»Wo fangen wir denn an?«, schaute die männliche Geisha sich suchend um.
Seren lief mit ihrem selbsternannten Modeberater Izou und dem Vize eine breite Einkaufsstraße entlang. In dem Lederbeutel, den sie von Edward bekommen hatte, befand sich Geld für Klamotten.
»Das sieht durchaus vielversprechend aus«, betrachtete der Schwarzhaarige die Auslage in einem Schaufenster. »Hier gehen wir mal rein«, teilte er den beiden mit.
»Ich in einem Kimono?«, wollte die junge Frau ungläubig wissen.
»Na sicher doch, Liebes«, schob er sie bereits vor sich hin nach drinnen.

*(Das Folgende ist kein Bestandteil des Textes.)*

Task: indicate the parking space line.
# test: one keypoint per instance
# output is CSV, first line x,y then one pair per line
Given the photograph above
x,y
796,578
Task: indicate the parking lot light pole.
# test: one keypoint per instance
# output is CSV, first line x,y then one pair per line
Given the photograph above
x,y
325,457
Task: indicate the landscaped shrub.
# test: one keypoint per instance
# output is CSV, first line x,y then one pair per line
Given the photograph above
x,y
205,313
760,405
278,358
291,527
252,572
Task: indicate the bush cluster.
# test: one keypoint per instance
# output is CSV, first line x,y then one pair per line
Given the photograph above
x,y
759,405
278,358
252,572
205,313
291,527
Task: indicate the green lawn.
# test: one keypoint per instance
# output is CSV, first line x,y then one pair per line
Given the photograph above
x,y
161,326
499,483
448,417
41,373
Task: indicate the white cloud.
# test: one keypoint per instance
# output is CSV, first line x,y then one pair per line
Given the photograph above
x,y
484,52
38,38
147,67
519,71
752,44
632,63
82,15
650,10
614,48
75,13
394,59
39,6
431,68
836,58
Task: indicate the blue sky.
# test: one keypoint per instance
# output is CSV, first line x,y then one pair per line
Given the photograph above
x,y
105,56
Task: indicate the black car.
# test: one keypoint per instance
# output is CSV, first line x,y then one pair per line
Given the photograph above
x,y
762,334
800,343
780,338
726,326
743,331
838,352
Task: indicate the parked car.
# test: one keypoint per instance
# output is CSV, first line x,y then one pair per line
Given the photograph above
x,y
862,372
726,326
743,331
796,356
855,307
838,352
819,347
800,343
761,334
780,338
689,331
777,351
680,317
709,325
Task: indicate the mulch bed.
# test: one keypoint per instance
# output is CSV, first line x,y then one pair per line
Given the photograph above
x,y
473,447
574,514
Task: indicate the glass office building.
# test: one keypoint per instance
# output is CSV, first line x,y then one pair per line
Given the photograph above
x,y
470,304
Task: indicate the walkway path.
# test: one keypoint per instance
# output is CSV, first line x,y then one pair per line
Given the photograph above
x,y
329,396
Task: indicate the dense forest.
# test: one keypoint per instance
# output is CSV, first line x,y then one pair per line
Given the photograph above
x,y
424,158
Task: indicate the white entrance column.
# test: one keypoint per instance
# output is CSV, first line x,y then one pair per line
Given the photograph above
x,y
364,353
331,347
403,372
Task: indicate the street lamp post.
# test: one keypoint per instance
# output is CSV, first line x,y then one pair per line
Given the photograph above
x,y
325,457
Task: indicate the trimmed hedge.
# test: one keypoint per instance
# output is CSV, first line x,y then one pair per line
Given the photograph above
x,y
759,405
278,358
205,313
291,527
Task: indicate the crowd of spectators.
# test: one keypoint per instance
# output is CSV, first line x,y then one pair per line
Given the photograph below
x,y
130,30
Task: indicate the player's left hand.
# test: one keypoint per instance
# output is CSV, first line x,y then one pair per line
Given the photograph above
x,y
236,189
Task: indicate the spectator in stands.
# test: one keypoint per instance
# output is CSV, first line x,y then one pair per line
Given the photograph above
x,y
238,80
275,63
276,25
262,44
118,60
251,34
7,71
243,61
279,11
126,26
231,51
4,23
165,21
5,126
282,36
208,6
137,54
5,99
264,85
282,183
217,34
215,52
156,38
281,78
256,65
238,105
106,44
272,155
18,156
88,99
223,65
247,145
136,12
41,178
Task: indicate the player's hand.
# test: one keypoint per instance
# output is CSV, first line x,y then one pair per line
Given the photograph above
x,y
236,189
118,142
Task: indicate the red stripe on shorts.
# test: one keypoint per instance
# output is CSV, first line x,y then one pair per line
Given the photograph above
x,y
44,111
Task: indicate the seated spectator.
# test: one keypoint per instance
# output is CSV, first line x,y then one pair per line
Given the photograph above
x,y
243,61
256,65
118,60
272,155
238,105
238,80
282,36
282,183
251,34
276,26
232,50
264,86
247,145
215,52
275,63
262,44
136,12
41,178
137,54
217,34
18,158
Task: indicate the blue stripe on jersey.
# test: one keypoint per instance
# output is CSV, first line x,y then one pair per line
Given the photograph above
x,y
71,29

»Herzlich willkommen«, kam eine ältere Dame auf sie zu. »Kann ich Ihnen weiterhelfen?«, erkundigte sie sich freundlich.
»Das schaffe ich schon, Teuerste«, verschwand Izou zwischen den Regalen. Zweifelnd schauten die zwei Blonden ihm einen Moment hinterher.
»Hätten Sie vielleicht etwas zu trinken und eine Zeitung? Ich habe so das Gefühl, dass wir eine Weile bleiben«, wendete der Phönix sich an die Verkäuferin.
»Natürlich. Nehmen Sie doch dort Platz«, zeigte sie in eine Ecke, wo sich drei Sessel befanden. »Kaffee ist recht?«, fragte sie nach und der Vize bejahte.
»Für mich ein Wasser, wenn es nicht zu viele Umstände macht«, bat Seren und die Dame nickte ihr zu.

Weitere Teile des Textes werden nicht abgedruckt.